Barbara Bonney is one of her generation's most versatile singers, having achieved equal success with lied, oratorio, modern vocal music, and opera, and on top of all that having become a highly proficient cellist. Her smallish but well-projected voice is especially suited to Mozart, the lighter Richard Strauss operas, and all but the heaviest lieder, and she has been careful in her choice of repertoire; even in her fortiess, she can still call forth a fresh, girlish timbre when it is needed.
Her family was not a musical one, and it was only by chance that her parents discovered she had perfect pitch and a sense of music--when she was three, they noticed that she could perfectly imitate musical noises, such as the melody that one of the household clocks chimed. When she was older, she started piano, but found that she preferred the more songful tones of the cello. It was an interest in German that led to her singing career--as a college student at the University of New Hampshire she decided to spend a year studying at the University of Salzburg. She worked a wide variety of jobs to support herself, including cooking, selling produce at a vegetable stand, and copying music, and one day a friend suggested that she audition for the famed Mozarteum orchestra there. She hadn't brought her cello overseas with her, since the costs of shipping were prohibitive, so instead she prepared a song for her audition, and was offered a position as a lieder student. Spurred on by this success, she auditioned for the Darmstadt Opera (knowing only two arias out of the entire operatic repertoire), and was given the ingenue role of Anna in Nicolai's Die Lustigen Weiber von Windsor (The Merry Wives of Windsor). During her years with the company, she learned over forty operatic roles.

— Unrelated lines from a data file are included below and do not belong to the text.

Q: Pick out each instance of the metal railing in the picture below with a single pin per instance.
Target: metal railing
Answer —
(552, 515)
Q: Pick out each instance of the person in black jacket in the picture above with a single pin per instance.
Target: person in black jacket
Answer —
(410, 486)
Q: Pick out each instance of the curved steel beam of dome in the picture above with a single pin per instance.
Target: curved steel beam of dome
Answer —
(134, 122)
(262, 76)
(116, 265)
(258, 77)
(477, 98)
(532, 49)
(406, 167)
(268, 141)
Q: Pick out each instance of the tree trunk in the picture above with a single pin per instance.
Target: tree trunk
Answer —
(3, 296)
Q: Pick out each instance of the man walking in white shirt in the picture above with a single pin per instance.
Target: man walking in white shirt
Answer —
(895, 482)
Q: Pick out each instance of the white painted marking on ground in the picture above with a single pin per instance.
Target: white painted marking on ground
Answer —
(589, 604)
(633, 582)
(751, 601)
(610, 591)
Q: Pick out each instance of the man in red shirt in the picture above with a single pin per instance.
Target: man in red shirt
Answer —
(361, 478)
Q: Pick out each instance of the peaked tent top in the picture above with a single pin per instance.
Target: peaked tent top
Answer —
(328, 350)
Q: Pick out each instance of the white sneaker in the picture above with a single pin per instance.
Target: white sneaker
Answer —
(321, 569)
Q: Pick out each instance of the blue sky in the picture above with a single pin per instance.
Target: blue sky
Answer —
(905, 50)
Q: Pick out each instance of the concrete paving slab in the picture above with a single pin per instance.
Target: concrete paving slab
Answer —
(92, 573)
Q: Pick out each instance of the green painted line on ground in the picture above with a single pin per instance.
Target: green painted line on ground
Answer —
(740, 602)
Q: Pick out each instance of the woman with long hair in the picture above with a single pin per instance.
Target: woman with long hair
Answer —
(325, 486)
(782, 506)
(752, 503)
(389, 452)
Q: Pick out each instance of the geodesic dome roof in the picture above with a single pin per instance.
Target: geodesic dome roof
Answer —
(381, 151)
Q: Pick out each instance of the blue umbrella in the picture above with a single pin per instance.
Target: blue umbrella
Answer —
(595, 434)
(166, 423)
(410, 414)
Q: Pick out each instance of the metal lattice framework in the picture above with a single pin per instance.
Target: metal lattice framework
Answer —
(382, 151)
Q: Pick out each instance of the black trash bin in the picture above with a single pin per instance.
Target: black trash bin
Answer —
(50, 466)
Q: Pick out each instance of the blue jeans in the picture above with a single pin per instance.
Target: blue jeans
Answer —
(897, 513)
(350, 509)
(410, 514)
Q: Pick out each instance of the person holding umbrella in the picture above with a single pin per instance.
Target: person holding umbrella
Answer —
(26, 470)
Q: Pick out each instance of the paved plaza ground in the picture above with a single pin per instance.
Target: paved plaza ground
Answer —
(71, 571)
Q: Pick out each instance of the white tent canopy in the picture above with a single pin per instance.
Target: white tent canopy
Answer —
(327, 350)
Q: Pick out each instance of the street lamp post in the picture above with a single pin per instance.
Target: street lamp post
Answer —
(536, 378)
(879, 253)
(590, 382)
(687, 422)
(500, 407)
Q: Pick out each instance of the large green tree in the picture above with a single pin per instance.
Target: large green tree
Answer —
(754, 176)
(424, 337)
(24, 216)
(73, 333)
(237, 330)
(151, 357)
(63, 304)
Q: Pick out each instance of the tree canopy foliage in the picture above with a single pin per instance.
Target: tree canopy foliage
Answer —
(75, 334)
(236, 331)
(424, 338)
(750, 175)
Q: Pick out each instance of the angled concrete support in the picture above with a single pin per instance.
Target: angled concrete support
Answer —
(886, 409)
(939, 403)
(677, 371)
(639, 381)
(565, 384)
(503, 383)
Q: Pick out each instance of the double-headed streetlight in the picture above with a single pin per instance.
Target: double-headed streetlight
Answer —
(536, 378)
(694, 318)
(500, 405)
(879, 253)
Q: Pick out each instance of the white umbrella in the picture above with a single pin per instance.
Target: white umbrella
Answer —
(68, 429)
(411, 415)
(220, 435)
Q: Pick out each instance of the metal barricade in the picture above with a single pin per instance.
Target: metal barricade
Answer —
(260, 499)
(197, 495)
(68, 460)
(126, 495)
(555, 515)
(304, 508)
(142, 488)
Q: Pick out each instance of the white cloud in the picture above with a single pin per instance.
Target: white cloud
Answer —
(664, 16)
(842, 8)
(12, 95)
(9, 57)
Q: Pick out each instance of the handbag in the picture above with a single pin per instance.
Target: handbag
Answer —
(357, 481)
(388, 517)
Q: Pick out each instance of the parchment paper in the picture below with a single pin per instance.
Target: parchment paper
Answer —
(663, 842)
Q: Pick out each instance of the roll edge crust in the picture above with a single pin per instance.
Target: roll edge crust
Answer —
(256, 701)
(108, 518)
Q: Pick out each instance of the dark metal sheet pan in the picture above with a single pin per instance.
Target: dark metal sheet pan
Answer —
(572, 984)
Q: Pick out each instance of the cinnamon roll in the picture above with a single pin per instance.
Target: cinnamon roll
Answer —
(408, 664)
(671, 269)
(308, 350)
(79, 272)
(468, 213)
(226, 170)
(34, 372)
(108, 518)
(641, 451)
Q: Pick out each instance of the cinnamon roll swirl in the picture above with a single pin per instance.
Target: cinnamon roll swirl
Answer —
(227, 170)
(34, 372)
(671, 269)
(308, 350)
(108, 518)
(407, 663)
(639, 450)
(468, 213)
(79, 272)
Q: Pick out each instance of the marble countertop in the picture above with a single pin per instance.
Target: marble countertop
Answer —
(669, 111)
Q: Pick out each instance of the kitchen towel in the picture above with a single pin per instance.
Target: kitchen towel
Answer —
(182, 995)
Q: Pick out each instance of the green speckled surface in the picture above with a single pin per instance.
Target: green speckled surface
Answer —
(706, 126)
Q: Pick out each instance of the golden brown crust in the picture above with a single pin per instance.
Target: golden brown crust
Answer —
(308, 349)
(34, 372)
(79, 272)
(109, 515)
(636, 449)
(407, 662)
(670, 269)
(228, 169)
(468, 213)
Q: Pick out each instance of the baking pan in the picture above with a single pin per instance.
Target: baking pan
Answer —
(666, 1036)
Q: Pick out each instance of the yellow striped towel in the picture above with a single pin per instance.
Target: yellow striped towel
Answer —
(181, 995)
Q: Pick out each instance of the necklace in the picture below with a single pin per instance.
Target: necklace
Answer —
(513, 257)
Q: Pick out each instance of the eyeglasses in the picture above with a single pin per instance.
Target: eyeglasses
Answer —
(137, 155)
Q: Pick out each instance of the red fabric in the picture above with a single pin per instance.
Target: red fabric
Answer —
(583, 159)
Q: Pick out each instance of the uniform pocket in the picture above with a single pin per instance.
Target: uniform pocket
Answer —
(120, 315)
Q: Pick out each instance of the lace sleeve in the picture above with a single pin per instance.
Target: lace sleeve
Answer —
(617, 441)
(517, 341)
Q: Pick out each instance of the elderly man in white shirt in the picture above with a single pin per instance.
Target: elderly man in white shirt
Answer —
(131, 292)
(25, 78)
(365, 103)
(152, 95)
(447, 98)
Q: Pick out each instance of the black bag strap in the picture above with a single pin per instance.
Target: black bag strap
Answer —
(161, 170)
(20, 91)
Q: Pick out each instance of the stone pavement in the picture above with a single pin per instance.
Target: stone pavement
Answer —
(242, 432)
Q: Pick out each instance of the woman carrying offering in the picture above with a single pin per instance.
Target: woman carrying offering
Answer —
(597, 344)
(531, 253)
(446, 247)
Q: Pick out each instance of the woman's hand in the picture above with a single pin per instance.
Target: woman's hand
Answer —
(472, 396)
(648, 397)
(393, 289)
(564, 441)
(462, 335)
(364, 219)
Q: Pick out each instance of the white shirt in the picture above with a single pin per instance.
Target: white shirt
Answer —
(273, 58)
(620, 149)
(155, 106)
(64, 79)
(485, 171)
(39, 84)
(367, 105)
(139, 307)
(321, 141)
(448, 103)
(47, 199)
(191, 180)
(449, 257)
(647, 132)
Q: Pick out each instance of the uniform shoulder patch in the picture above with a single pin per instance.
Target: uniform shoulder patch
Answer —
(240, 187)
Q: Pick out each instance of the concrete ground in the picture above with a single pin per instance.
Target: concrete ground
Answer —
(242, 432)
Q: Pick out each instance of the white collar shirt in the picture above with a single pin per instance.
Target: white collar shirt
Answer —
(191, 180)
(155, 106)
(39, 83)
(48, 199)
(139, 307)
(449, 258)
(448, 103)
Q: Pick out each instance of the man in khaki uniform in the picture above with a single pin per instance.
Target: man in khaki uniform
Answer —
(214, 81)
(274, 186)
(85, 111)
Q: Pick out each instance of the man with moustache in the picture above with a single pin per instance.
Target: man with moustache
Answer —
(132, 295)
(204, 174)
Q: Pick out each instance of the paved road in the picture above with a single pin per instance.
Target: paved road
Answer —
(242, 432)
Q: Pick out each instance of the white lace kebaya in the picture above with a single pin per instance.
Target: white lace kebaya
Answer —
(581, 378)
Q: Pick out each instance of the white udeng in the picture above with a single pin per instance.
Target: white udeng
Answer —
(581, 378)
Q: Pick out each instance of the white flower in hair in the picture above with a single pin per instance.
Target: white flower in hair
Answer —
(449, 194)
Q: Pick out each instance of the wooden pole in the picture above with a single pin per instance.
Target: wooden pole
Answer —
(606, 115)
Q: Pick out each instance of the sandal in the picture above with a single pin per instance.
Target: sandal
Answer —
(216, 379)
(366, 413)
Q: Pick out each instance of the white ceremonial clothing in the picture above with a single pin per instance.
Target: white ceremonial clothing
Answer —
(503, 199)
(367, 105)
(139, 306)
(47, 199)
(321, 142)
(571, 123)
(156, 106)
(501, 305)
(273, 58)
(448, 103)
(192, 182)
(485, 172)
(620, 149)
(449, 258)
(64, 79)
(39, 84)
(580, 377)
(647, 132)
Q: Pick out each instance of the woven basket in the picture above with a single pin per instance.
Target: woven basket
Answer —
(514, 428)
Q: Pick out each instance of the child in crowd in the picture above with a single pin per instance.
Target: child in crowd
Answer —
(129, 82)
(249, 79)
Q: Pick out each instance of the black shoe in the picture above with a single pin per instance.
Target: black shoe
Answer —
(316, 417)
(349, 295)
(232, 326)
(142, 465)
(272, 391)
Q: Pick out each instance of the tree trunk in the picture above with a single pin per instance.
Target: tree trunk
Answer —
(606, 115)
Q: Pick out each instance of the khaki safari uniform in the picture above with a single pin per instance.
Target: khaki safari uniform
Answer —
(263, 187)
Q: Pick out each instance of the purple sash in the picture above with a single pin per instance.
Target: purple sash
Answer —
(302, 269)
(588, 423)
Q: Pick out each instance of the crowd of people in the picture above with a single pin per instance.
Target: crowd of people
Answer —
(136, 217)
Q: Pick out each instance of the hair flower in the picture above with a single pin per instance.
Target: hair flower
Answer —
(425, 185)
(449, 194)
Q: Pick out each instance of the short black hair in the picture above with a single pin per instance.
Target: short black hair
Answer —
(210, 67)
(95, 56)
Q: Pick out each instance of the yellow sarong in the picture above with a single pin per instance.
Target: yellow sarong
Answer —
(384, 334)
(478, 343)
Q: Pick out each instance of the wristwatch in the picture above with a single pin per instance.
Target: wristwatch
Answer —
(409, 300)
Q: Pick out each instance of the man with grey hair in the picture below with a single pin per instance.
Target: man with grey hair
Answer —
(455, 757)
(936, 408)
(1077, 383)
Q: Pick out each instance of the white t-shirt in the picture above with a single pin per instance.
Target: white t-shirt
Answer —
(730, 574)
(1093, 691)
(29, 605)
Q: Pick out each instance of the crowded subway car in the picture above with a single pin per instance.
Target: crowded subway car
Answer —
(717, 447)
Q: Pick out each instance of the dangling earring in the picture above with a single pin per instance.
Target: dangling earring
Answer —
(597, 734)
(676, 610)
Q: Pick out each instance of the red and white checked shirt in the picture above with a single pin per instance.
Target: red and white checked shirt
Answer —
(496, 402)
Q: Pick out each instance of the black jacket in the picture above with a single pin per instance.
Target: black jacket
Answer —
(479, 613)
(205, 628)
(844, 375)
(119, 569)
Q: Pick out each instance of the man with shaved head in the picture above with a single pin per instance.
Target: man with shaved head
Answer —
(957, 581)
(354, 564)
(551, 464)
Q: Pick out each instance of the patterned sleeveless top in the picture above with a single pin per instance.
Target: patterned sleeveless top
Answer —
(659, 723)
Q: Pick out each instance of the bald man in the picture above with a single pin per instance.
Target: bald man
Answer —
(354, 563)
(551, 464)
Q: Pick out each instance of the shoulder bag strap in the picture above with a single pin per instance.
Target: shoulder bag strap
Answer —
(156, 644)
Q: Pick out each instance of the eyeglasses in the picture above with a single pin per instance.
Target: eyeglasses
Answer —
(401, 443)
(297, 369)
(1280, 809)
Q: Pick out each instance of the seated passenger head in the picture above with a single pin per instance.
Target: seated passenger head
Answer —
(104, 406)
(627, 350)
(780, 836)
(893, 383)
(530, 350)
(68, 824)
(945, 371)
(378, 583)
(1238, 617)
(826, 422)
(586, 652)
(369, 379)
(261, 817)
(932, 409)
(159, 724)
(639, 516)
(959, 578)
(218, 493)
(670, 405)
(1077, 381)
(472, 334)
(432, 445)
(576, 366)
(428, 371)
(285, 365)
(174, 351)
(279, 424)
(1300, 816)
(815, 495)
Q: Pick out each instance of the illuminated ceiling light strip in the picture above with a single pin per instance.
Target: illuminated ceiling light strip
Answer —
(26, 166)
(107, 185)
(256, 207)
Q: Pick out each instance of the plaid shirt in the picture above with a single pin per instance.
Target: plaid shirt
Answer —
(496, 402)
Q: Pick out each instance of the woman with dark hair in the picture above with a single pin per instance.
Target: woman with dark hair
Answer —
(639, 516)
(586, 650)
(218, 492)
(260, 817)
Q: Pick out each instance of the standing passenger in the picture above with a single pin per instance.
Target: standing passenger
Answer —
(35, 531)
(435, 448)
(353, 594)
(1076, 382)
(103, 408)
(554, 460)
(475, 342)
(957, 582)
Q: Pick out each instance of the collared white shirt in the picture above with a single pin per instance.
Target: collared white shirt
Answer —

In 1984, she made her Vienna State Opera debut as Sophie in Richard Strauss's Der Rosenkavalier, a role which was to become one of her most famous. Another characteristic role, that of Pamina in Mozart's Die Zauberflõte, she first undertook in her 1985 La Scala debut. In 1987, she sang Sophie in Der Rosenkavalier at Monte Carlo, which brought her to the attention of conductor Carlos Kleiber. Lucia Popp, too, greatly admired her Sophie, and when Popp relinquished the role, moving on to the Marschallin, she declared that she was passing it on to Bonney, the Sophie of the next generation. Her Met debut was in 1988, as Naiad in Strauss's Ariadne auf Naxos. During the 1990s, increasingly able to pick and choose what roles and repertoire she would sing, she began to reduce her operatic roles to a few of her special favorites, such as Pamina, Susanna (in Mozart's Le nozze di Figaro), and Ilia (in his Idomeneo), and adding a few new roles, such as Zdenka in Strauss's Arabella and Hanna Glawari (in Lehár's Die lustige Witwe [The Merry Widow]). Like Popp, she chose to drop the role of Sophie, leaving it for younger singers. This would allow her to spend more time singing lieder performances, and also to teach.
She was briefly married to baritone Hakan Hagegard. Among her recordings, her Mozart arias (London 460 571) and Schubert lieder (Teldec 90873) capture her voice and singing quite well.